Friday, 09 March 2018
By Print21

Major shareholder Darwin Deason has filed a new lawsuit against Xerox after the company refused to allow him to make board nominations in his fight against the proposed $6.1 billion merger that would combine Xerox with existing joint venture Fuji Xerox.

The high-profile hedge fund manager nominated a full slate of ten directors to replace Xerox Corp’s existing board at the company’s upcoming AGM. But the company said he missed the deadline.

In his new lawsuit, Deason argues he has a right to nominate directors despite missing the deadline because the current board had made a series of significant decisions and disclosures to stockholders after the deadline.

Last month, Deason filed legal action with the US Securities and Exchange Commission to block the merger, claiming the deal undervalues the company.

Xerox this week issued a 2,000-word letter to shareholders defending the deal and “reinforcing its belief in the significant benefits of the Company’s proposed combination with Fuji Xerox.”

Dear Xerox Shareholders,

As a result of a comprehensive review of the Company’s strategic and financial alternatives, Xerox’s Board and management strongly believe that the combination with Fuji Xerox is the best path forward to create value for Xerox and its shareholders.

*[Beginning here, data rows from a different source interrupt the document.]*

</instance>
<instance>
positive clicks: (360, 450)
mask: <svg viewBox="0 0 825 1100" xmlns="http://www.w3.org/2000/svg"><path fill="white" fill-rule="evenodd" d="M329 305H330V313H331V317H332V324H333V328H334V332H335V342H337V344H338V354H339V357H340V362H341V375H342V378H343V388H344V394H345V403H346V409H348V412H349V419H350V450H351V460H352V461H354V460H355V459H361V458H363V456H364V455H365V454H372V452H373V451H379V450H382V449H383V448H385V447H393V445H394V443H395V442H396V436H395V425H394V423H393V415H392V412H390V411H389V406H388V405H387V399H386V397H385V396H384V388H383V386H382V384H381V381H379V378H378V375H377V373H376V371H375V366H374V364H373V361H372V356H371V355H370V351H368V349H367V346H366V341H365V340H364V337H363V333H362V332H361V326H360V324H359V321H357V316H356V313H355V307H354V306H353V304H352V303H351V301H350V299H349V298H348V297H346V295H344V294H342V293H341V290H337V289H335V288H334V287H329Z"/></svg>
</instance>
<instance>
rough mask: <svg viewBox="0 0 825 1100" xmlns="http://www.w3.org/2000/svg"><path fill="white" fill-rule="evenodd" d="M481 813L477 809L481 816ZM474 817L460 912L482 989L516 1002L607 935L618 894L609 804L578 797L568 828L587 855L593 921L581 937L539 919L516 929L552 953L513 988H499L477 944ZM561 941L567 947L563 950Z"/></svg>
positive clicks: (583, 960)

The revenue and cost synergies identified through this combination include:
Developing a more complete and competitive product portfolio, with enhanced offerings in areas where Xerox is currently underpenetrated such as high-speed inkjet and low-end A3;
Streamlining global R&D, product rollout and marketing strategies to deliver best-in-class solutions with greater coordination, efficiency and improved time-to-market;
Leveraging Xerox and Fuji Xerox’s integrated delivery and servicing capabilities to improve our solutions architecture and expand client relationships globally;
Transforming small and midsized business (SMB) strategy by expanding our channel reach and increasing cost competitiveness through cost synergies;
and optimizing the global footprint of manufacturing, distribution and R&D centers, and eliminating duplicative costs at corporate and support functions.

Xerox also said that in addition to $1.25 billion of cost synergies, a separate cost reduction program already underway at Fuji Xerox is expected to deliver $450 million in annual cost savings over the next two years (see chart).

This brings the total annual cost savings target for the combined company to over $1.7 billion to be completed by 2022, with approximately $1.2 billion achievable by 2020.